Pilato pareció sorprenderse del giro que tomaban los acontecimientos. Había esperado que imperase la sensatez y apenas le cabía en la cabeza que la gente prefiriera un homicida a aquel predicador lunático que tenía delante. Se dio cuenta, además, de que se le cerraba otra puerta. Hasta ahora había tenido que luchar con los sacerdotes. Ahora tenía que hacerlo también con las turbas.
Procuró no perder la calma y preguntó: ¿Qué haré, pues, de Jesús, el llamado Mesías? (Mt 27, 22). La pregunta era disparatada. Con ella abdicaba prácticamente de su potestad de juez y se la regalaba a una multitud enloquecida.
Si Pilato no se dio cuenta de lo que acababa de hacer al mismo tiempo en que pronunciaba la pregunta, pronto tuvo la confirmación de su error. Porque, primero algunas voces sueltas —las de los sacerdotes— y luego toda la multitud, pronunció un grito cruel: Crucifícalo (Mc 15, 13).
Ahora descubrió que la multitud había cambiado. Antes decía simplemente: Quita de en medio a ése. Ahora se ha radicalizado y pide la más cruel de las muertes.
Pilato intentó aún hacerles reflexionar. E hizo una pregunta de tonto: ¿Pues qué mal ha hecho? (Lc 23, 22). Es difícil comprender cómo podía Pilato esperar respuesta de aquella multitud que ya había perdido todos los frenos. Además ahora los sacerdotes, distribuidos entre la gente, comenzaban ya a oler sangre: Pilato se estaba ablandando, cedía, retrocedía. Su voz era menos firme, ya no se atrevía a proclamar la inocencia del acusado, casi mendigaba piedad para él. Por eso, ellos arreciaron en sus gritos: Crucifica/o, crucifícalo...
Muchos de la multitud no sabían muy bien lo que decían. Es casi seguro que gran parte de ellos ni conocían a Jesús. Lo que a ellos les interesaba era la liberación de Barrabás y querían quitarse de en medio aquel obstáculo que parecía cruzárseles en el camino. Y, si los sacerdotes gritaban pidiendo su crucifixión, ellos se unían a su grito. Bastaba, además, pensar que Pilato tenía interés por liberarlo, para concluir que se trataba de un colaboracionista.

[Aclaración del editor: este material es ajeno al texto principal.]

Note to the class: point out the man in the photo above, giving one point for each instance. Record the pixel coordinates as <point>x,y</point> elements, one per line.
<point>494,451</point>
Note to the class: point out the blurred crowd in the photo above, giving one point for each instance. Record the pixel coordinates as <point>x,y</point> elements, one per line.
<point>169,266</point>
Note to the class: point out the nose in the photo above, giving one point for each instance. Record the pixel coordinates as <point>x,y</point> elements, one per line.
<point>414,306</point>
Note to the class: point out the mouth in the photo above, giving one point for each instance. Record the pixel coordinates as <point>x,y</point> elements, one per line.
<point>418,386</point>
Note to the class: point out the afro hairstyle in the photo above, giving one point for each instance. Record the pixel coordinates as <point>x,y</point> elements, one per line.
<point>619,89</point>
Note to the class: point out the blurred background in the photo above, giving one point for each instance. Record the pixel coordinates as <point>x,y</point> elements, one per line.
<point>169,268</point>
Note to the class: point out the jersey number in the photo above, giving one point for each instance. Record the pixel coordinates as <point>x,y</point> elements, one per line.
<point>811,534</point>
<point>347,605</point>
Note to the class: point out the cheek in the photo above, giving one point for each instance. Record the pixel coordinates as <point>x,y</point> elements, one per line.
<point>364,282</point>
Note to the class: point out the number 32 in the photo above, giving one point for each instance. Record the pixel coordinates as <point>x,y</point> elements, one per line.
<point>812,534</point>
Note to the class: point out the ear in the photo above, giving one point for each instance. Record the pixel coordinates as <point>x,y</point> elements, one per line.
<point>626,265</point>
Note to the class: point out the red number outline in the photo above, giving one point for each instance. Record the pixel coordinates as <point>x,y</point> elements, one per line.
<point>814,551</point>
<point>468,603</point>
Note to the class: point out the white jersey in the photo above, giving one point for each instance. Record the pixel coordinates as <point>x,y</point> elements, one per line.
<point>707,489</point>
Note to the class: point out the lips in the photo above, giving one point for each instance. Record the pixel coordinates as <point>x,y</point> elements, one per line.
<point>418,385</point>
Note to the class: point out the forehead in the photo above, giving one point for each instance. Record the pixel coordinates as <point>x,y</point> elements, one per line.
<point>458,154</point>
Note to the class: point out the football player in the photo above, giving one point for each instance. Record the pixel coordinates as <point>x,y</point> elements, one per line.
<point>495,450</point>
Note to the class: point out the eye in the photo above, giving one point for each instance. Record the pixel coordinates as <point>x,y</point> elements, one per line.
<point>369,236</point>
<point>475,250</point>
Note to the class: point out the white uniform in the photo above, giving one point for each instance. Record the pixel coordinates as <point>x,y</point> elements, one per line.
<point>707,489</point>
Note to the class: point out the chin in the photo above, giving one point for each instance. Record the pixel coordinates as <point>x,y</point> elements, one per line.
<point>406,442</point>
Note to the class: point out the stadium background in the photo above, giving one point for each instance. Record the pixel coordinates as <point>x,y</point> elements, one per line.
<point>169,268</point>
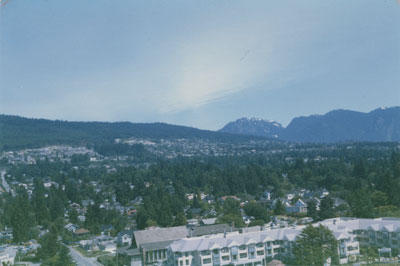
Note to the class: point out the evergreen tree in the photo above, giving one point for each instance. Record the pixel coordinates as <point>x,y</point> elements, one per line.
<point>315,245</point>
<point>279,208</point>
<point>326,208</point>
<point>312,210</point>
<point>180,219</point>
<point>361,204</point>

Una vez más los hombres juzgaban por instintos, por hipótesis, por suposiciones. En su grito de sangre hay que ver mucho más de torpeza humana que de odio, más de estúpida mediocridad que de maldad refinada. La pasión había convertido un rebaño de corderos en un atajo de hienas. Sus gritos de sangre retumbaban en las arcadas de la fortaleza, llegaban hasta los patios del templo.
Ahora Pilato comenzó a tener verdadero miedo y pensó en quitarse de en medio cuanto antes. Pero aún no quería ceder a la multitud y buscó una nueva componenda: se volvió a los guardias que escoltaban a Jesús y les mandó que lo azotaran, al mismo tiempo que daba órdenes de que soltaran a Barrabás.
Se retiró dignamente al interior del palacio, mientras la multitud levantaba en hombros a su jefe liberado. Pilato se confesaba a sí mismo que cada vez conocía menos a los judíos. Pero todavía esperaba que, cuando vieran a Jesús flagelado, se apiadarían. Aunque una voz dentro de él le decía ya que quien ha comenzado a ceder terminará por hundirse del todo en la injusticia.